Simplified Visceral Debranching With A Four-branched Graft Using Self-expanding Stent Grafts For Open Thoracoabdominal Aortic Aneurysm Repair
William J. Yoon, M.D., Victor M. Rodriguez, M.D..
University of California-Davis, Sacramento, CA, USA.
OBJECTIVES: For visceral debranching procedure during thoracoabdominal aortic aneurysm (TAAA) open repair, the use of a four-branched graft has emerged as an attractive alternative to the traditional patch reattachment due to the potential to avoid visceral aortic patch aneurysm. However, this four-branched graft approach includes the greater number of anastomoses that may not only take longer to complete than a single patch anastomosis leading to prolonged flow interruption, but may also increase the risk of anastomotic kinking during viscera derotation. We present a simplified debranching technique that alleviates the aforementioned drawbacks.
METHODS: Aortic reconstruction proceeds with a four-branched graft constructed on the back table. After institution of left-sided heart bypass, the aorta is clamped proximally in the chest and distally just above the aortic bifurcation, and transected proximal to the diseased segment. The aneurysm is then opened and T-d off. The proximal aortic anastomosis is performed first. A longitudinal graftotomy is then made on the main graft body opposite to the takeoff of the right renal branch. The right renal branch is trimmed. Two pledgeted stay sutures are placed in a U-fashion in the orifice of the right renal artery, and subsequently passed through the end of the right renal branch of the graft. Through the graftotomy, a self-expanding stent graft is advanced through the renal branch into the right renal artery over a guidewire. The stent is then deployed and balloon dilated, securing the distal end of the stent in the renal artery and the proximal end in the branch graft. Then, the celiac, superior mesenteric and left renal vessels are anastomosed using the same technique. The graftotomy is closed, and flow to the mesenteric and bilateral renals is initiated. The distal anastomosis is then created completing aortic reconstruction.

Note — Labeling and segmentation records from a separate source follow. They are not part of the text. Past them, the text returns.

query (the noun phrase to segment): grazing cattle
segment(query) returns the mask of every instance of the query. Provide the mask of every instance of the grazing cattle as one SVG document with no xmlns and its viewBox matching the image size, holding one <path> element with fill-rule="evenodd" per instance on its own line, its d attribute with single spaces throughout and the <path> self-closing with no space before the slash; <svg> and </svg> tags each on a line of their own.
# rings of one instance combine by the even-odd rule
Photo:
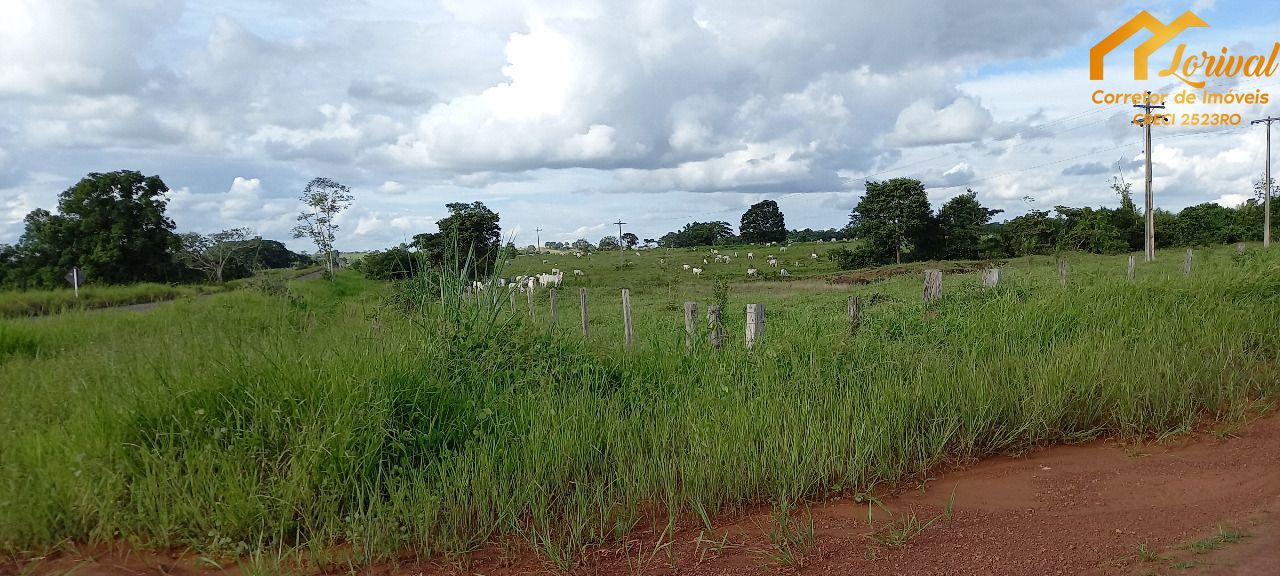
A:
<svg viewBox="0 0 1280 576">
<path fill-rule="evenodd" d="M 556 274 L 539 274 L 538 283 L 543 285 L 559 285 L 564 275 L 557 271 Z"/>
</svg>

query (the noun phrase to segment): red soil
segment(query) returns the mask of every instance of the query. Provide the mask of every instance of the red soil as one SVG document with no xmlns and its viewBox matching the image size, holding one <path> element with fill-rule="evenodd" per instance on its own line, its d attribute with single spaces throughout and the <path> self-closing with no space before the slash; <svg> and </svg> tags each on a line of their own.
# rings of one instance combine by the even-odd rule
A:
<svg viewBox="0 0 1280 576">
<path fill-rule="evenodd" d="M 1219 438 L 1221 436 L 1221 438 Z M 954 499 L 951 521 L 947 502 Z M 764 557 L 771 517 L 759 509 L 703 534 L 682 526 L 659 544 L 640 530 L 623 548 L 589 552 L 582 575 L 1280 575 L 1280 417 L 1234 434 L 1203 434 L 1158 445 L 1100 440 L 1000 457 L 929 477 L 882 497 L 893 513 L 832 499 L 812 507 L 815 543 L 799 566 Z M 870 535 L 911 512 L 937 518 L 904 548 Z M 1219 529 L 1248 534 L 1239 543 L 1196 553 L 1193 540 Z M 882 532 L 883 534 L 883 532 Z M 727 545 L 717 549 L 708 540 Z M 1152 554 L 1139 558 L 1146 544 Z M 640 557 L 637 561 L 636 557 Z M 1157 557 L 1157 558 L 1152 558 Z M 630 561 L 628 561 L 630 558 Z M 64 556 L 28 568 L 77 575 L 207 573 L 170 557 Z M 17 570 L 9 566 L 8 570 Z M 0 572 L 5 571 L 0 566 Z M 468 557 L 374 566 L 370 573 L 559 573 L 544 558 L 497 548 Z M 334 568 L 332 573 L 346 572 Z"/>
</svg>

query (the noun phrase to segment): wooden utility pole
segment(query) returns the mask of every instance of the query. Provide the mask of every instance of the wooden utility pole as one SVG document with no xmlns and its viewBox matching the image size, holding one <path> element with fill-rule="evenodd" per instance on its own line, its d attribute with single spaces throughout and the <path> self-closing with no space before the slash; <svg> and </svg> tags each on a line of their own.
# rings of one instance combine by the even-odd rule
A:
<svg viewBox="0 0 1280 576">
<path fill-rule="evenodd" d="M 1262 170 L 1262 247 L 1271 247 L 1271 123 L 1280 118 L 1268 116 L 1249 124 L 1267 125 L 1267 165 Z"/>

RESULTS: Deployment of a self-expanding stent graft into the visceral vessel and subsequent balloon dilation resulted in creation of an end-to-end visceral vessel-to-branch graft anastomosis without suturing. The operation time for the anastomosis is significantly shortened, resulting in a reduction in the ischemic time of viscera. The stent graft in the anastomosed branches prevents kinking or twisting of the revascularized vessel during viscera de-rotation.
CONCLUSIONS: This simple revascularization technique is technically feasible and time shortening in all visceral debranching cases, irrespective of visceral vessel anatomy.